Which is why the dichotomy between 'secure by design' and 'security through obscurity' is so fallacious. Any security system designed to keep intruders out requires some mechanism of doing so, and by design, requires that mechanism to be presented to the intruder. The mechanism is hiding the message, and so is itself a mechanism of obscurity.
A security system (doesn't have to rely on obscurity, as seen above, but reasonably will be), and it can also be secure by design. The two concepts are hardly contradictory, and the latter is not a negative attribute even if it exists.
Badly implemented security through obscurity is bad. But then, so are badly-implemented firearms.
"It is possible to commit no errors and still lose. That is not a weakness. That is life." -Peak Performance
"There is a class of mathematically provable software languages, and you might be able to say with surety that programs in them are secure."
I don't think this is the case.

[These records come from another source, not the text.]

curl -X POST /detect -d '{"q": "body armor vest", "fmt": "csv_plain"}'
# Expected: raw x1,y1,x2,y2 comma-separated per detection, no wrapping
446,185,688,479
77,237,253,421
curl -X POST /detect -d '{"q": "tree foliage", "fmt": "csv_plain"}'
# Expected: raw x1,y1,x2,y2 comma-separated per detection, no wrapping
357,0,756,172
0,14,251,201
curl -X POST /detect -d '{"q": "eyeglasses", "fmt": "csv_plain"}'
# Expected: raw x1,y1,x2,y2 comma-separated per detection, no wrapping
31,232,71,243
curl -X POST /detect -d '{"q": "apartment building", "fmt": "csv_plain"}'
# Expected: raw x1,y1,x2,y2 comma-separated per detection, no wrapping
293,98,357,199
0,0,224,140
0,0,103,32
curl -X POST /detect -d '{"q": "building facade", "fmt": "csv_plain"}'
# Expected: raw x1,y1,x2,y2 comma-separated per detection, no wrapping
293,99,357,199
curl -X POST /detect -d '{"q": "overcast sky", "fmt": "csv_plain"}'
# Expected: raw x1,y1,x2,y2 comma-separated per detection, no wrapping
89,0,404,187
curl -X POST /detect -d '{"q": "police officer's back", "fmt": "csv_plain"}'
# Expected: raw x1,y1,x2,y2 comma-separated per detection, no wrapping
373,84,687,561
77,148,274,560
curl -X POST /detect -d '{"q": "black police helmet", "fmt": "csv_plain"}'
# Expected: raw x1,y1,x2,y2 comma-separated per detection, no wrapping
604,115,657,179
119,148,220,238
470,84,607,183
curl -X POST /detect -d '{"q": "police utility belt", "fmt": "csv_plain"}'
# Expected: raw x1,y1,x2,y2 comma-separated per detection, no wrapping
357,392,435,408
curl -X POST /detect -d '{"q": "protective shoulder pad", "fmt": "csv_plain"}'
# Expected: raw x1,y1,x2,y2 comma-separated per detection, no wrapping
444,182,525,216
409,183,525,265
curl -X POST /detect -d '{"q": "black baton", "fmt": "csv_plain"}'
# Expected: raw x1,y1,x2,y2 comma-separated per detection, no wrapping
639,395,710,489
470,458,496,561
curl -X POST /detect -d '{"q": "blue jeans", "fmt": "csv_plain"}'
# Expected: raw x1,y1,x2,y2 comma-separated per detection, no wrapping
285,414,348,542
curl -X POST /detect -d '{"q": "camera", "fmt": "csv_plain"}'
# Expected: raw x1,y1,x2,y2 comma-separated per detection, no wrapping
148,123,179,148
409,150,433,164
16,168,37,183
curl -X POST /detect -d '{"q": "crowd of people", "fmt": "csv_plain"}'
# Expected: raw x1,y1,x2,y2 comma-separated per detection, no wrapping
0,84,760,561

The problem is that most people think "secure" is a binary principle - it's there or its not. But in reality "secure" deals as much with expected interactions as it does with any hard principles. A mathematically provable software language will only prove that the software meets a certain specification. The problem is that the specification may itself contain bugs or be insecure. Also, it may be perfectly secure in one context, and perfectly insecure in another (for instance, if they assumed incorrectly which other parts of the system could be trusted).
Engineering and the Ultimate
In addition, there is the question of "exploited by whom". For instance, let's say that there is a bug which allows one Postgres user to do queries on the table of another Postgres user. Should it be fixed? Sure. Is it a big problem? Not unless you're on a shared virtual hosting platform. And even then, its somewhat mitigated because the only people who have access to it are paying customers (i.e. their identity is known).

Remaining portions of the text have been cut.